Algo hace que me despierte de mis pensamientos es esa sensación conocida es otra vez su roce, entonces sé, que está despierto, que la presión que noto en el muslo es su gran miembro, y como un acto reflejo ya empieza mi sexo a humedecerse y a ponerse tenso, empieza a tener ganas de que su gran miembro me llene mi sexo hambriento.
Noto como sus manos me agarran débilmente por debajo de mis hombros y esos ojos marrones deseosos se clavan en mi mirada y tienen ese punto de chico joven travieso, como si fuera hacer algo extremadamente peligroso y eso termina con mi desesperación y tengo ganas de devorarle, estar horas saboreandole su precioso y gran miembro.
Me levantas de la cama y me mandas que me arrodille ante ti, sin pensarlo dos veces ya lo he hecho, me he entregado a ti por completo de nuevo, sintiendo esa electricidad que hay entre los dos y esas ganas de devorarnos, me encanta la forma en la que me necesitas y de la cual no necesitas a nadie más.
Haces que me sienta única cuando estoy a tu lado, eres todo lo que quise desde el primer momento en el que te vi y ahora me tienes aquí desnuda en cuerpo y alma.
Entonces me dices que quieres necesitas saber que confío en ti, para saber si puedes hacer lo que tienes en mente entonces yo asiento y vuelve a parecer esa sonrisa tuya.
Me pides que me masturbe mientras tu haces lo mismo y yo lo hago, repaso mi cuerpo como si fueran tus manos los que me acarician y mientras pienso en eso suelto un gemido ahogado y el empieza a retorcerse del placer, pero quieres más y me pides que me acerque a ti y que siga yo, me cojes de la cadera y me aplastas contra tu duro miembro y empiezas a chuparme los pezones y se me ponen duros al instante y me duelen de lo mucho que están puestos, empiezas a pellizcarlos para hacer que me retuerza del placer... mientras con la otra mano me acaricias el clítoris y me estas llevando al submundo; donde nada importa y solos estamos tu y yo.
Entonces no aguanto más y te paro por completo, tu te quedas extrañado pero no te da tiempo a decirme nada, pues he sido más rápida y te he cogido tu gran miembro y he empezado a saborearlo, sabe dulce con una pizca de salado, y huele a tu jabón, es un aroma exótico y atrevido.
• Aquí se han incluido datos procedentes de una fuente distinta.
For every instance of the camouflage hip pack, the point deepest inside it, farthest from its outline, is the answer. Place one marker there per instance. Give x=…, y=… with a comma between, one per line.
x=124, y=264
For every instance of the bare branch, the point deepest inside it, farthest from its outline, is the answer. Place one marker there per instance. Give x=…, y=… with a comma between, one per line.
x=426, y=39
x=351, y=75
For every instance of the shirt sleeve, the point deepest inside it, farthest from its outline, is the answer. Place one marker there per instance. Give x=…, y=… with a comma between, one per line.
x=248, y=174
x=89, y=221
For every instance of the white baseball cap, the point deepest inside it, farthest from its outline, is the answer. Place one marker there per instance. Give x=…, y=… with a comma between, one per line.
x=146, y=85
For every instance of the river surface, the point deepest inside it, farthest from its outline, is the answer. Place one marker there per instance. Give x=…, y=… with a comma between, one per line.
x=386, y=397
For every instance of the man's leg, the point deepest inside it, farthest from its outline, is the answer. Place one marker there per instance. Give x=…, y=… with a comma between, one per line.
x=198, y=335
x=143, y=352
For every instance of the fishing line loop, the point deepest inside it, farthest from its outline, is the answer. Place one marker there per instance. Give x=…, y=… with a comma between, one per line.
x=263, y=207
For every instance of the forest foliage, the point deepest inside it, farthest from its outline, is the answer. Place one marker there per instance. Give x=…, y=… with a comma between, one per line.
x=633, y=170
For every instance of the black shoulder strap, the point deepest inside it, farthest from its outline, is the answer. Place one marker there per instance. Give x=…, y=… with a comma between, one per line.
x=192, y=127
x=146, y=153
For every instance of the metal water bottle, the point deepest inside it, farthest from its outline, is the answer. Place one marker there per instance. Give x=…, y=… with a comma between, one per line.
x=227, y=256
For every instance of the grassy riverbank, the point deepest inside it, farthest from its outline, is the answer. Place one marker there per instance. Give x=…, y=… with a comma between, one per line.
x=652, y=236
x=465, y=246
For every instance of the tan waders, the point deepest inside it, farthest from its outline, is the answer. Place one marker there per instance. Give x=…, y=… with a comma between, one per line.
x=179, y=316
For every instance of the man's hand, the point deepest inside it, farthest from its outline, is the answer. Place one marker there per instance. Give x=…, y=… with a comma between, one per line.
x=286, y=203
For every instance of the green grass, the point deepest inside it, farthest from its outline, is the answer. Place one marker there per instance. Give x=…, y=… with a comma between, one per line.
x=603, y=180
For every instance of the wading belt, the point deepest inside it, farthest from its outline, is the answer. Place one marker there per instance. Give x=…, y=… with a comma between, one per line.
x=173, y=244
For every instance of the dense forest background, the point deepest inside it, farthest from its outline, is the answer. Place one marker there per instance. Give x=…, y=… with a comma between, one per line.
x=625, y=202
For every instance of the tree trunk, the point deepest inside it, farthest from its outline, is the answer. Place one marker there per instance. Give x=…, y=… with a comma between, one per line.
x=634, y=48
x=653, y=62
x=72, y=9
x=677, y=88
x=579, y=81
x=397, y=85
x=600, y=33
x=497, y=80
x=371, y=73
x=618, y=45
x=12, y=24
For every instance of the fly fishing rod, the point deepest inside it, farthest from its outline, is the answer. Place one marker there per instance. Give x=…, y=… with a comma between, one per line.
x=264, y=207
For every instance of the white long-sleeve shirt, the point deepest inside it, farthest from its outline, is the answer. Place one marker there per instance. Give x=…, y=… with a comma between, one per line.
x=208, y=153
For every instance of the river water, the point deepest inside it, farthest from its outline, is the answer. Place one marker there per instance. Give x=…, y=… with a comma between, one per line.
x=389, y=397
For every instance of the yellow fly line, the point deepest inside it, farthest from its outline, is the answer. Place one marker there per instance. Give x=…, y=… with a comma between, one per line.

Te estremeces y tienes gemidos ahogados y eso me excita más; quiero que te corras, estas llegando al clímax pero en ese momento te apartas, entras dos dedos en mi sexo anhelante y húmedo sueltas un gemido y en ese mismo momento me envistes, y grito, grito de placer podría correrme solo notándote dentro pero eso ahora no es suficiente, necesito que me envistas sin ningún control, y parece que me hayas leído la mente porque lo estás haciendo y me encanta, tu miembro me llena por completo y me llevas al orgasmo y grito desesperadamente y anhelante, pero no tenemos suficiente con eso y lo sigues haciendo sigues envistiendome, entonces noto otra vez que se acerca otro gran orgasmo, pero esta vez tu también me acompañas y nos corremos a la vez, la habitación se a llenado de gritos y respiraciones aceleradas y cuando ya nos recomponemos la habitación huele a sexo reciente y sudor.
Nos miramos un rato sin decir apenas nada, pero no hace falta... nos besamos hasta que nos envuelve el sueño.